143 Seiten, Dissertation Eberhard-Karls-Universität Tübingen (2014), Softcover, A5

Zusammenfassung / Abstract

Today's standards in medicine and life-sciences lead to people that get older than it was possible a hundred years ago. The same holds true for their cells, which are showing an increased sensitivity for negative stimuli from the environment and from inside the body. This weakness can result in diseases, which cannot be explained by the effect of single genes. Thus, it is assumed that there exists a complex interplay of several minor gene defects causing the disease onset.

In this thesis, several analysis and modeling approaches were developed to support researchers by revealing these underlying disease mechanisms.
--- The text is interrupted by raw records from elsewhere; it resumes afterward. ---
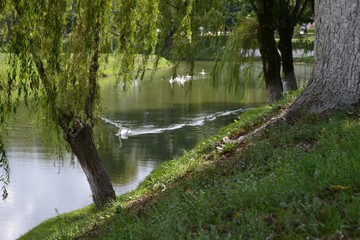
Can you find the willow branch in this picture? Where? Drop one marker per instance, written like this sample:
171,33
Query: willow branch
93,69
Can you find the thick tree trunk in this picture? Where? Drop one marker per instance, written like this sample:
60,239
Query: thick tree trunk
285,47
335,80
83,146
269,52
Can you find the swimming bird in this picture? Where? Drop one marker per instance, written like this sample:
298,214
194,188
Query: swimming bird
123,132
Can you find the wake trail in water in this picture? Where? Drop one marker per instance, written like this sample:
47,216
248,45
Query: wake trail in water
193,122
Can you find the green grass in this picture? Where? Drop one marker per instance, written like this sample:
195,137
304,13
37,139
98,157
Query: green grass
297,181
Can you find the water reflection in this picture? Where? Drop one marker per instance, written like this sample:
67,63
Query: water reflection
164,121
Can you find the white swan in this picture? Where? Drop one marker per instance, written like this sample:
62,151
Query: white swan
123,132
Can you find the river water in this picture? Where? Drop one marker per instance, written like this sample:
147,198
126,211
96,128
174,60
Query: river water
163,121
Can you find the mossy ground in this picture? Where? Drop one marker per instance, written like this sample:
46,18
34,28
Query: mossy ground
298,181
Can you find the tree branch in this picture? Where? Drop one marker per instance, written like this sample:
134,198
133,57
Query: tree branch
253,5
298,11
93,69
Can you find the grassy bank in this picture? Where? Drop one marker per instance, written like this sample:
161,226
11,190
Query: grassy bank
295,182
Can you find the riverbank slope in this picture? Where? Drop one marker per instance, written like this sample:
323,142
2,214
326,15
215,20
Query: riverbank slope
294,182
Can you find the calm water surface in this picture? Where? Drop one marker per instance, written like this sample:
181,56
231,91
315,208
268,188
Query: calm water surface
164,121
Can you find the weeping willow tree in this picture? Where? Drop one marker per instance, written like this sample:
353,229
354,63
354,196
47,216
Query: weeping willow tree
187,28
62,84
The developed methods combine existing knowledge from several online databases with experimental data to extend the known picture of diseases and to be able to detect the missing piece in the puzzle.

The starting point of this thesis was the development of a method to detect novel protein interactions by mapping experimentally validated and predicted domain interactions on proteins. With this method it was possible to suggest new protein interactions but also to describe existing interactions in more detail. In the second step, this biological data combination was further extended with pathway information to develop an analysis method for genome-wide association studies with the aim to reveal disease associated pathways. This method identified three new disease-associated pathways for rheumatoid arthritis and type 1 diabetes.
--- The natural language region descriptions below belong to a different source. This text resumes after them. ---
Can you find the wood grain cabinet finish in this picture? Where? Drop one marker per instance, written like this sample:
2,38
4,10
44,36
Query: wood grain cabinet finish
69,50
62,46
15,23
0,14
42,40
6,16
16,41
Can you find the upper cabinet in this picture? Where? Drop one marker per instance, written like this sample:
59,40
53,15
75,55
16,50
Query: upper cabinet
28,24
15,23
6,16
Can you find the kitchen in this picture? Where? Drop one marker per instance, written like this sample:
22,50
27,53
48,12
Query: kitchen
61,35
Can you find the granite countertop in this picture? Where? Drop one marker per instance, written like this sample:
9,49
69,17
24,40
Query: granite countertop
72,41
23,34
The second mayor focus of this work was set on the development of in silico models. Therefore, the BioPAX2SBML converter was developed, which converts models from the Biological Pathway Exchange language into the Systems Biology Markup Language, which can be used for simulation purposes. BioPAX2SBML was used to translate the entire Pathway Interaction Database and parts of its logic were integrated in the applications InCroMAP and KEGGtranslator, which are recognized modeling and analysis tools. Further, kinetic, logical and constraint based models in the SBML format were built during the international path2models project by combining knowledge of the KEGG PATHWAY database with information from MetaCyc, BioCarta and SABIO-RK.

Finally, the gained knowledge of the previously described approaches was used to develop a novel dopaminergic nerve cell model in SBML, which contains the essential cellular processes to support the investigation of Parkinson's disease.